In the merchant processing industry, there are frontends (where your transaction initially is routed for approval by Visa/MasterCard/American Express/Discover or by one of the Debit Networks) and backends (where the amounts of these transactions are debited between banks).

Square and Stripe are both Independent Sales Organizations riding atop Chase Paymentech and First Data respectively: https://www.quora.com/What-payment-processor-do-Braintree-St...

Stripe does use Wells Fargo for the backend settlement, they are one of the most popular acquiring banks on First Data (though many other banks can be used for underwriting risk and settlement of payments on First Data).

Interestingly Square basically created this category (the merchant aggregator) by somewhat secretly running all their early clients' payments through a single merchant account.
Don't you need to be a bank to settle funds from issuing banks? That's not what I interpreted you meaning when you said "platform reseller" for processing.

I believe Square is a bank now, so maybe they'll stop using Chase.

The frontend (what authorizes the transaction with the card network, like Visa, Pulse, Star, Mastercard, etc) and backend (settlement bank that ACHes the cash around and usually takes the underwriting risk (unless the independent sales organization, eg: Stripe or Gravity decides to do this themselves)) are generally called a payment platform in the industry.
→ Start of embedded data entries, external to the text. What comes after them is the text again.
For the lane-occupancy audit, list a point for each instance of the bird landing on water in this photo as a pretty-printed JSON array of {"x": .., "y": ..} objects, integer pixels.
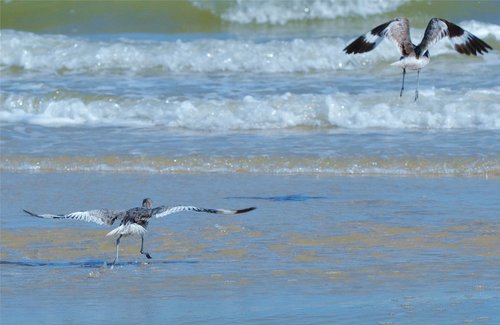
[
  {"x": 133, "y": 222},
  {"x": 415, "y": 57}
]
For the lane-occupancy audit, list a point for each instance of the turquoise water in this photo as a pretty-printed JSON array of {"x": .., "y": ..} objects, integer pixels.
[{"x": 371, "y": 208}]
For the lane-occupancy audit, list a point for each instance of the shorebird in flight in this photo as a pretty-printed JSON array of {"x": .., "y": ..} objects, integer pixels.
[
  {"x": 415, "y": 57},
  {"x": 133, "y": 222}
]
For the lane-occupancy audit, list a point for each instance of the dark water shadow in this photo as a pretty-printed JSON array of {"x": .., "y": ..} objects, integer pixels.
[
  {"x": 90, "y": 264},
  {"x": 280, "y": 198}
]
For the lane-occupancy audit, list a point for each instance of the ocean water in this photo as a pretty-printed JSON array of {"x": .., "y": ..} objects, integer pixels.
[{"x": 372, "y": 208}]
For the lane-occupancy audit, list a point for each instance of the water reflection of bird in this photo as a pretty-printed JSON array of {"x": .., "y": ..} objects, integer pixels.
[
  {"x": 133, "y": 221},
  {"x": 415, "y": 57}
]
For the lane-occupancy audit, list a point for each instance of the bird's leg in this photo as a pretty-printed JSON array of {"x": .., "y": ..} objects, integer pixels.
[
  {"x": 142, "y": 248},
  {"x": 117, "y": 246},
  {"x": 416, "y": 90},
  {"x": 403, "y": 84}
]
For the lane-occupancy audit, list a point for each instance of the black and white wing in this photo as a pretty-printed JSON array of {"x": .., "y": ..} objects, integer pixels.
[
  {"x": 463, "y": 41},
  {"x": 100, "y": 217},
  {"x": 397, "y": 30},
  {"x": 165, "y": 211}
]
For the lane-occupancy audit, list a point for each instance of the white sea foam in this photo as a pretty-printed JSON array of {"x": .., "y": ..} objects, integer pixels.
[
  {"x": 436, "y": 109},
  {"x": 281, "y": 12},
  {"x": 62, "y": 54}
]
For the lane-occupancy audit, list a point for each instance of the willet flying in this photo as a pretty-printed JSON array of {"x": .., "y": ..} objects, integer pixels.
[
  {"x": 415, "y": 57},
  {"x": 133, "y": 221}
]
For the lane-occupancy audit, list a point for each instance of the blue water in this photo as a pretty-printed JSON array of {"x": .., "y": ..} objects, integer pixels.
[{"x": 371, "y": 208}]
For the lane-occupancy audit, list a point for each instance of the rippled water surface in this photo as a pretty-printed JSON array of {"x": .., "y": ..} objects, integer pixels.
[{"x": 371, "y": 208}]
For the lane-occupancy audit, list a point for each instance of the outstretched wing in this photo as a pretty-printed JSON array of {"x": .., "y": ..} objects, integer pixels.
[
  {"x": 100, "y": 217},
  {"x": 165, "y": 211},
  {"x": 463, "y": 41},
  {"x": 397, "y": 30}
]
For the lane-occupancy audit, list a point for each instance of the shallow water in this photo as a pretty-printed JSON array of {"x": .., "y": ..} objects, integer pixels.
[
  {"x": 371, "y": 208},
  {"x": 321, "y": 249}
]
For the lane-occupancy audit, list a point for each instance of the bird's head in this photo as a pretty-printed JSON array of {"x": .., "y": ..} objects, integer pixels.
[{"x": 147, "y": 203}]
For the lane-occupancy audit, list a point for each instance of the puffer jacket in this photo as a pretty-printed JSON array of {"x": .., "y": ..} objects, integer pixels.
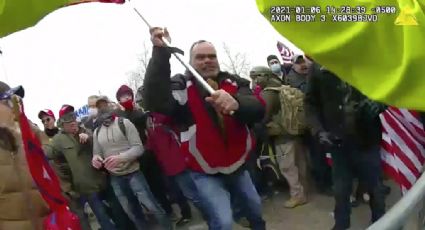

This platform can get wrapped with many different payment terminals (Verifone, Pax, Dejavoo, Ingenico, etc) or processing interfaces (Authorize.net, PayPal, Stripe, Square, et all).

Square does look to be a bank now, but it appears the only products they are underwriting risk on are loans to businesses, which they immediately try to sell off to third party investors: https://www.cnn.com/2021/03/02/tech/square-bank-business-len...

Kinda surprising, I would expect them to have underwritten their own payment processing, but it might be the case that they don't want to have the outsized liability of chargebacks on their books if a client business goes bankrupt, all to save 2 cents on a $100 transaction.

Perhaps once the US economy slows its rapid economic shift they will consider handling their own underwriting and batch settlement.

There's certainly a lot going on now.

Having previously implemented a variety of other payment providers, I am now looking at a Gravity Payment integration.

Not done yet, but so far pleasantly surprised by how they communicate with integrators.

Beware, Gravity screwed over numerous businesses I work with. They purposefully misclassified businesses SICs (a code that defines what very specific category your business is, eg: a bar or a restaurant) to reduce credit card processing fees (interchange fees) for their customers, but were caught doing this for a massive number of businesses.

The card networks and issuing banks that had this money stolen from them went after the businesses that dodged these fees illicitly, with bills of tens of thousands or hundreds of thousands of dollars for fees that should have been paid.

huh, that's unexpected.

Thanks for the warning, I'll pass it along.